Sanspareil

So heißt tatsächlich eine kleine Ortschaft im Kulmbacher Land in der Nähe von Zwernitz. Von weitem schon sieht man den Turm der Burg Zwernitz, die der Markgraf von Bayreuth als Jagdsitz wählte. Diese schöne Burganlage kann man besichtigen, sie beherbergt ein Jagdmuseum. Zu Füßen der Burg wurde der so genannte Küchenbau errichtet.

 

Gattin des Markgrafen war Wilhelmine von Preußen (1709-1758). Sie war die Lieblingsschwester von Friedrich dem Großen. Eigentlich sollte sie ins englische Königshaus verheiratet werde. Aus dieser Partie wurde aber nichts, so kam sie in die glanzlose Provinz. Wilhelmine war eine sehr kunstsinnige Frau. Sie komponierte selbst und holte renommierte Künstler aller Art an den Hof. In Bayreuth errichtete sie anlässlich der Hochzeit ihrer Tochter Elisabeth Friederike Sophie mit dem Herzog Carl Eugen von Württemberg ein prunkvolles Opernhaus. Das zuvor recht bescheiden dreinschauende Städtchen wurde unter Wilhelmines Regiment zu einem wahren glanzvollen Ort der Kunst.

Vor wenigen Jahren wurde die Oper aufwendig restauriert und kann sich seither Weltkulturerbe nennen.

Ein Besuch des Opernhauses ist für einen Besucher Bayreuths Pflicht. Er wird von der barocken Pracht des Innenraums hingerissen sein!

 

Zeitgemäß schwärmte man am Bayreuther Hofe auch für alles Romantische. Man gab sich naturverbunden und suchte nach mystischen Plätze in der Natur. Der Markgraf lud Gäste zu Gesellschaften ein, wobei die Eingeladenen oft Kutten trugen und sich dem "ärmlichen" Leben hingaben.

Für diese Feste und auch als Sommersitz ließ der Markgraf den sogenannten Morgenländischen Bau rundherum um eine mächtige Buche errichten.
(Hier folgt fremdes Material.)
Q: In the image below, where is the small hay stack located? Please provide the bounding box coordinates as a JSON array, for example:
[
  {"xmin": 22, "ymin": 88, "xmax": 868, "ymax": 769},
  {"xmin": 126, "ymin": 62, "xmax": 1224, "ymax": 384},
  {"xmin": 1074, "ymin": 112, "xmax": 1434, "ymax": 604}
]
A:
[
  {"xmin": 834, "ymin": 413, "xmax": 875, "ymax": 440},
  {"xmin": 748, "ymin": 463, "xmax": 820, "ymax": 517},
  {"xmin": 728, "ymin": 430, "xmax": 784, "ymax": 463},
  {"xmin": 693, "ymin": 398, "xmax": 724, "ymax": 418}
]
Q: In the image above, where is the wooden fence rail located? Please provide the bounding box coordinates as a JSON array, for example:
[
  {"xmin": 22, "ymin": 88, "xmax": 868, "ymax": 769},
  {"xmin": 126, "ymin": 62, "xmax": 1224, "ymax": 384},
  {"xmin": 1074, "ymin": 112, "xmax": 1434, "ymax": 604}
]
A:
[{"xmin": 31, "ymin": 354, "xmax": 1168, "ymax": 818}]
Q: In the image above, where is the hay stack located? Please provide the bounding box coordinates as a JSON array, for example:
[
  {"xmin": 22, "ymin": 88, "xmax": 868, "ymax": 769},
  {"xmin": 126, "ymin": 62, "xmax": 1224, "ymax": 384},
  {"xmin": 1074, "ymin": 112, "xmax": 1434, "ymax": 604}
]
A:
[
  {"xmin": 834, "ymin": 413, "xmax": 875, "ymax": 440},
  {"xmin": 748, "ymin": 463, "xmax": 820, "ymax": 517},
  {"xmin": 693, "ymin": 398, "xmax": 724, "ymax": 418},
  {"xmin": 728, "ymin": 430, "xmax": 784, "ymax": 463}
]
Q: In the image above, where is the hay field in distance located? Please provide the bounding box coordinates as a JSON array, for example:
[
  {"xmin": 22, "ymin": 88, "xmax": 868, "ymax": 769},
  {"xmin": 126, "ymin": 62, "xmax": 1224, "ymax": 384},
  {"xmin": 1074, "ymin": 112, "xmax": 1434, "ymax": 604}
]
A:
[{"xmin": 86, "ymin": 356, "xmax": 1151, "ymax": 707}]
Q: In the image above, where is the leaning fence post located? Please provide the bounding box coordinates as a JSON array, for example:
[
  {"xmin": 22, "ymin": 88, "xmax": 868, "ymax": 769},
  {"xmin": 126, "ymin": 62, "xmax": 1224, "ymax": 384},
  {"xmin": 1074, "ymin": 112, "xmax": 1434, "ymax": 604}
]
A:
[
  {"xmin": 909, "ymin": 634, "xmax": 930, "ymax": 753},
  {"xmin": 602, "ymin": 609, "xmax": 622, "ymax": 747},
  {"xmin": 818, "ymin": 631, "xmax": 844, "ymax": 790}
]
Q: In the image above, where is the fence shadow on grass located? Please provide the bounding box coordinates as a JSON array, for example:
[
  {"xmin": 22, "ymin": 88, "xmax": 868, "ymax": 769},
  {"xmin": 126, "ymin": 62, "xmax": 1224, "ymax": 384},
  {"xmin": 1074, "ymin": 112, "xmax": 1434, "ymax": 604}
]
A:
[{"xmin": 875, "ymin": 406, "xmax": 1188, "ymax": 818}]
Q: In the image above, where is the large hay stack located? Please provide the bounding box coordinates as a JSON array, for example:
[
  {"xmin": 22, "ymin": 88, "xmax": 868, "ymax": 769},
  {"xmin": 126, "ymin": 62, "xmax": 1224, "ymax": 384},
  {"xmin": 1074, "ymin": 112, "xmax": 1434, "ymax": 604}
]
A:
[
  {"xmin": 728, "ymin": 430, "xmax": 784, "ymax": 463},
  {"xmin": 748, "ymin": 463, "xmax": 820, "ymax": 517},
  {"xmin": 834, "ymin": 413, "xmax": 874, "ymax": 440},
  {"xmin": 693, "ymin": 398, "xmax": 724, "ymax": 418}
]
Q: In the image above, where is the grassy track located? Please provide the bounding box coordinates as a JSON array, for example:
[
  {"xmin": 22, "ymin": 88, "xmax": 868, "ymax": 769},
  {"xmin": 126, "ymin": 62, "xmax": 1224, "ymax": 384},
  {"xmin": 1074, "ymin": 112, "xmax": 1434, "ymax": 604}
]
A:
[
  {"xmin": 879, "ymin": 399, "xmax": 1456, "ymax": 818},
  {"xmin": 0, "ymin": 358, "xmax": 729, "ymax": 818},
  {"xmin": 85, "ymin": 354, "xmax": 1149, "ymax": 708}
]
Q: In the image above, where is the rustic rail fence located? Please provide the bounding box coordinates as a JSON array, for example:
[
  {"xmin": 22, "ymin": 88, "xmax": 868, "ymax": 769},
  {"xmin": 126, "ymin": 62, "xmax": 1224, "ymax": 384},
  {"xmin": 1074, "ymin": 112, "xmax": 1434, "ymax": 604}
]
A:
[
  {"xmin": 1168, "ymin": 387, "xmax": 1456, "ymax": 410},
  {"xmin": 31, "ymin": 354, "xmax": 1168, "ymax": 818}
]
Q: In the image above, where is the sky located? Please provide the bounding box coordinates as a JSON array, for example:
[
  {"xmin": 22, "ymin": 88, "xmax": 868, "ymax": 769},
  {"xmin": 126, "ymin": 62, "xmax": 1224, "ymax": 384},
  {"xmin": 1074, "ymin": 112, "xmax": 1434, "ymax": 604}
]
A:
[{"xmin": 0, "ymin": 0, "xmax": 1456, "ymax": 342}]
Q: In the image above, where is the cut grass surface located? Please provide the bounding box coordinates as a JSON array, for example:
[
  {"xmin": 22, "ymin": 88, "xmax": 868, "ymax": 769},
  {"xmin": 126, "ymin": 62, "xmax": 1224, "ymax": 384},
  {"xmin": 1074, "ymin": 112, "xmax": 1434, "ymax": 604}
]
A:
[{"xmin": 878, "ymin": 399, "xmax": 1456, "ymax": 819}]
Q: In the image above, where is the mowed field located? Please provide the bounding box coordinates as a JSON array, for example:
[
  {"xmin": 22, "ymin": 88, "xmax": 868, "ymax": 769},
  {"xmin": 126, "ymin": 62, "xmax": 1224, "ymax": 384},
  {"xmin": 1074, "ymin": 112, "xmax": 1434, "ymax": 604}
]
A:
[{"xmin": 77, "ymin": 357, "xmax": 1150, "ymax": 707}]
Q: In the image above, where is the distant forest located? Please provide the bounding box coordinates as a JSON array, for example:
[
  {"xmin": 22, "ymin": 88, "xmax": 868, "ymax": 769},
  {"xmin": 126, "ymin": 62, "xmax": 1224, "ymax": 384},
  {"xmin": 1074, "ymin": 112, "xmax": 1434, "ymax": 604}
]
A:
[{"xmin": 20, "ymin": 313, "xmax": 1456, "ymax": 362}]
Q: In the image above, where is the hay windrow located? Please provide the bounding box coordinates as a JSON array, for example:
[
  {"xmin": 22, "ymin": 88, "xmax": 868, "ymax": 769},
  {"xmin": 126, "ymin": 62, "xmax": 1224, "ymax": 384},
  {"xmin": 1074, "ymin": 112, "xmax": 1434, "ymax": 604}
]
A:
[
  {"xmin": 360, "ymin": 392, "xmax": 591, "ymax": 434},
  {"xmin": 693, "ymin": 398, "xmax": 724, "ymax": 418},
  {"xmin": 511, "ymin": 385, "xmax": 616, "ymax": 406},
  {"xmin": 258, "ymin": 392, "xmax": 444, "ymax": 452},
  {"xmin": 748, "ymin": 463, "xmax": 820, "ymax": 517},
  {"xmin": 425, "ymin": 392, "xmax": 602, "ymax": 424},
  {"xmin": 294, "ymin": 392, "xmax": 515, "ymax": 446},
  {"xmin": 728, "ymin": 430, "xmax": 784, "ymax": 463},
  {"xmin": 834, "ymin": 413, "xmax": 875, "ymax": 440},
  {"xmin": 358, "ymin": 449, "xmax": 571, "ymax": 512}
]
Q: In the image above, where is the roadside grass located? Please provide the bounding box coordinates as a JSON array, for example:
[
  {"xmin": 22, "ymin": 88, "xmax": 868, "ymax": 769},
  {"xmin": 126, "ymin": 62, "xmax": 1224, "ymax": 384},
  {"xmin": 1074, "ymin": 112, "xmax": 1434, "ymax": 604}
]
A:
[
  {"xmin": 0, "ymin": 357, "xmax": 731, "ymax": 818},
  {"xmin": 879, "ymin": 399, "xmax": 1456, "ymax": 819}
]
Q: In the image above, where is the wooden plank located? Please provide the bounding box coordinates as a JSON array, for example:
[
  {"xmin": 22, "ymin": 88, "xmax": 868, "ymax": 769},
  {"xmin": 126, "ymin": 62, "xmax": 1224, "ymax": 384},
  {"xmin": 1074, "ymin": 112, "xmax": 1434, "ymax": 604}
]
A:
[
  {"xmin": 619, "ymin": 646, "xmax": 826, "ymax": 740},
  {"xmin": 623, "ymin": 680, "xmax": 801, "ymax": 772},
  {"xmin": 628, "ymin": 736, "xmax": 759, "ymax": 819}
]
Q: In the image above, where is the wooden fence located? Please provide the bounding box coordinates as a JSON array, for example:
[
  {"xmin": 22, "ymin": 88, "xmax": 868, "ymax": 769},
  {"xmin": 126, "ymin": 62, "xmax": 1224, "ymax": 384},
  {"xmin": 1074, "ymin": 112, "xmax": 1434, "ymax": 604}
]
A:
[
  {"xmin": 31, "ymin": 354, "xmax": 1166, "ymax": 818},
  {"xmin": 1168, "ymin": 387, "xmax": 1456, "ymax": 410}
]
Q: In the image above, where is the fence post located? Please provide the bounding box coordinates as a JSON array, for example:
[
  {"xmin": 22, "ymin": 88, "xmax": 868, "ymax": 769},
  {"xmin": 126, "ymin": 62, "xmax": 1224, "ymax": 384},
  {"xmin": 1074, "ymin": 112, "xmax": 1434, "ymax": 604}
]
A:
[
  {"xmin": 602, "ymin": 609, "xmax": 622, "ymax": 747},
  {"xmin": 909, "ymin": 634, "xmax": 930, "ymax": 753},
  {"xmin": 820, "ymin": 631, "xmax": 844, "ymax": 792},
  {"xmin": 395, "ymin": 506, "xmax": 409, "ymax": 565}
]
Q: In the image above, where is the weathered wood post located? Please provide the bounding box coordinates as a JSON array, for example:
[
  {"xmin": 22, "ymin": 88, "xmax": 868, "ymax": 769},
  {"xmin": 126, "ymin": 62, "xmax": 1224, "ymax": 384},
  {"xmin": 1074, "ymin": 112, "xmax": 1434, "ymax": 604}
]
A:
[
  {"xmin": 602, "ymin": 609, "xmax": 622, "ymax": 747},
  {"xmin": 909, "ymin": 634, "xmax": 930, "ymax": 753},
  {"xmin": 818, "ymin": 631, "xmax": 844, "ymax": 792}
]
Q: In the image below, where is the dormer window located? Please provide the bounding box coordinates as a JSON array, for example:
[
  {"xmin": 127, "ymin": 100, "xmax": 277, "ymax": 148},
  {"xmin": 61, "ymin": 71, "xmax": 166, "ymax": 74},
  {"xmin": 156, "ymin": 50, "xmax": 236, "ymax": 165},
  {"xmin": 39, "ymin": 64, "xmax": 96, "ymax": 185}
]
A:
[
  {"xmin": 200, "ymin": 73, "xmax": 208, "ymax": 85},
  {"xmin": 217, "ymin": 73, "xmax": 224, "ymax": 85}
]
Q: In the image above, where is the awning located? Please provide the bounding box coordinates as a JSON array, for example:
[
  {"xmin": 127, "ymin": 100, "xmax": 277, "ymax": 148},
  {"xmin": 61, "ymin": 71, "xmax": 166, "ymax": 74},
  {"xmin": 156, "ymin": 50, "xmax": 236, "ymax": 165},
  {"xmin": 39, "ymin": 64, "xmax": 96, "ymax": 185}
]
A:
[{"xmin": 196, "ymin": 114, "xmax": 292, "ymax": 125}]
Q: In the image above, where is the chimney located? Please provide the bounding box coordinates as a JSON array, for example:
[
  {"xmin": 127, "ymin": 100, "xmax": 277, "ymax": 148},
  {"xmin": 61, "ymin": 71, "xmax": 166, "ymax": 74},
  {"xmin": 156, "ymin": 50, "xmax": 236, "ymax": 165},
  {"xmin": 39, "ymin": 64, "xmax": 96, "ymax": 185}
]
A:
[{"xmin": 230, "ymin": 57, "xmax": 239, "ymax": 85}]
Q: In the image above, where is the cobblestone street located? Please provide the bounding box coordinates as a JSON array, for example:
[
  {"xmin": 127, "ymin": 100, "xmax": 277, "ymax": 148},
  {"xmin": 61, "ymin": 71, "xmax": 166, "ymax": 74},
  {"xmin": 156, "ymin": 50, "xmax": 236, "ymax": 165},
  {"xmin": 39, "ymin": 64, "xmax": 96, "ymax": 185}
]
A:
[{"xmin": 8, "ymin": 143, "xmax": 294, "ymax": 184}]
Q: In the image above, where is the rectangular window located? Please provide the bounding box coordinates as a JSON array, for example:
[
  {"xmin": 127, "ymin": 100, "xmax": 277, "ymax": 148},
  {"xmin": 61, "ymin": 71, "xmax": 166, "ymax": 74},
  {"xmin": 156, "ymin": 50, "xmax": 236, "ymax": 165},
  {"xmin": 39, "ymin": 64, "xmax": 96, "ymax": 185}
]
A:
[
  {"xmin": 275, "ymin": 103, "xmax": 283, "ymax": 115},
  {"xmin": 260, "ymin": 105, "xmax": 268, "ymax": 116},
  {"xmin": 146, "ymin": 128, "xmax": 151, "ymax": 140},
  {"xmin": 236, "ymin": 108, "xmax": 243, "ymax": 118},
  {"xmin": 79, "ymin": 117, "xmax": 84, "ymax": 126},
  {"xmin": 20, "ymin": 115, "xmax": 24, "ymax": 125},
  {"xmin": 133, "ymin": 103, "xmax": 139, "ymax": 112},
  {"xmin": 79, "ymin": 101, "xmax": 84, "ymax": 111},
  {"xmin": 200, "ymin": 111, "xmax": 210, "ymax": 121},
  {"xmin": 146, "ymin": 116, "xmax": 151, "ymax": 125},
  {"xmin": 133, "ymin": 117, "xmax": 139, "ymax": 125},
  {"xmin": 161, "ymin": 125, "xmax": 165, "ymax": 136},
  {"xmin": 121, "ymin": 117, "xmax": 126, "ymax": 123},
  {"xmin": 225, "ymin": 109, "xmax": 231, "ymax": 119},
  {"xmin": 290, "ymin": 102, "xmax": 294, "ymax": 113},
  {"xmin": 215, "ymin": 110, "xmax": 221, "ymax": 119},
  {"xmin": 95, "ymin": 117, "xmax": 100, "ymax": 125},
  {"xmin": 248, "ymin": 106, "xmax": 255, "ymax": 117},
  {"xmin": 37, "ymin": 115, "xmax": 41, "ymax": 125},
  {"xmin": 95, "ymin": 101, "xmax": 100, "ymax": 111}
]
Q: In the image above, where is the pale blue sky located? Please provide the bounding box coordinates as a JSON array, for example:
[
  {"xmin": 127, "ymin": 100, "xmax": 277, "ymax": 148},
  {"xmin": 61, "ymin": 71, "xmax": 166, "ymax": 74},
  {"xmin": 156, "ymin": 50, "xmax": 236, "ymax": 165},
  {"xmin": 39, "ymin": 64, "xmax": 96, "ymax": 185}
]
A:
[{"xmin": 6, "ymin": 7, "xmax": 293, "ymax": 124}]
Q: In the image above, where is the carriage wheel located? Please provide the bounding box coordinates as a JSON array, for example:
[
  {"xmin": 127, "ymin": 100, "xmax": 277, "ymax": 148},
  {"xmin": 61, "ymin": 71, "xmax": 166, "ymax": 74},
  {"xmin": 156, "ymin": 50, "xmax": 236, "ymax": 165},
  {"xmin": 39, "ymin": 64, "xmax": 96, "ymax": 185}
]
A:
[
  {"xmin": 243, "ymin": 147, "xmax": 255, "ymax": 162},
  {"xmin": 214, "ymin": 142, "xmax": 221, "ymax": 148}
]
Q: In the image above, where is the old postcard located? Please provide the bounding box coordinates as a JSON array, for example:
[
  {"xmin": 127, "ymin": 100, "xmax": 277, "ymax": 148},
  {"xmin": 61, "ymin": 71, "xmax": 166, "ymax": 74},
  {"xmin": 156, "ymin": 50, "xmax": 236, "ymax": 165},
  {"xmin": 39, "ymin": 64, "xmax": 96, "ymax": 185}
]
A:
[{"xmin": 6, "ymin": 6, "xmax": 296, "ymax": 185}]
Auch für diesen Bau gibt es eine lohnende Führung.

Im Markgräflichen Opernhaus


Das urzeitliche Juragebirge, entstanden aus Korallen und Schwammriffen, vom Wetter geformt, bot eine passende Kulisse für die romantischen Schwärmereien des Markgrafenpaares - verwunschene Grotten, kleine Höhlen weckten die Phantasie und erhielten entsprechend schwärmerische Namen.

Heute führt ein angenehmer, zum Teil kinderwagen- und rollstuhlgeeigneter Weg durch das Felsenlabyrinth, ohne dass Elfen oder Gnome einem über den Weg laufen.

Der Weg führt zum Glanzstück der fürstlichen Kunst und Felsenleidenschaft der Markgräfin - einem Felsentheater. Bühne und Zuschauerplätze sind teils den natürlichen Gegebenheiten angepasst, teils felsähnlich gemauert. Hier führte Wilhelmine auch ihre eigenen Stücke auf.

Der Felsenharten Sanspareil hat der Überlieferung nach seinen Namen nach dem Ausruf eines Gastes der Fürsten "Ein Ort unübertroffen

Ein Besucher - 

"Hinter diesem Wunderbogen aber sieht man das Theater, wie aus Felsen erwachsen, und von der Hand der Kunst verschönert und berichtigt … Das Ganze macht in seiner Lage, Form und Anordnung einen mächtigen und unbeschreiblichen Eindruck …" 

(Aus einer Reisebeschreibung von 1812)

 

 

Übrigens, so wird mancherorts berichtet, zog es auch Richard Wagner der Oper wegen nach Bayreuth. Er befand aber die Spielstätte als zu klein für seine voluminösen Opernereignisse. Darum erbaute er auf dem Hügel sein eigenes Opernhaus.

Das Felsentheater

Felsentheater und schattige Wanderwege

Eine kleine Geschichte am Rande - Als meine Frau und ich zuletzt im Felsengarten waren, wurden wir Zeuge folgender "Unterhaltung":

"Kuck mal da, die Sirenen-Höhle", der Begleiter:"TATÜ,TATA!" 

Ich schäme mich ein bisschen, darüber gelacht zu haben, denn nicht jeder hat in der Schule von Odysseus gehört und seinen Abenteuern mit den Sirenen!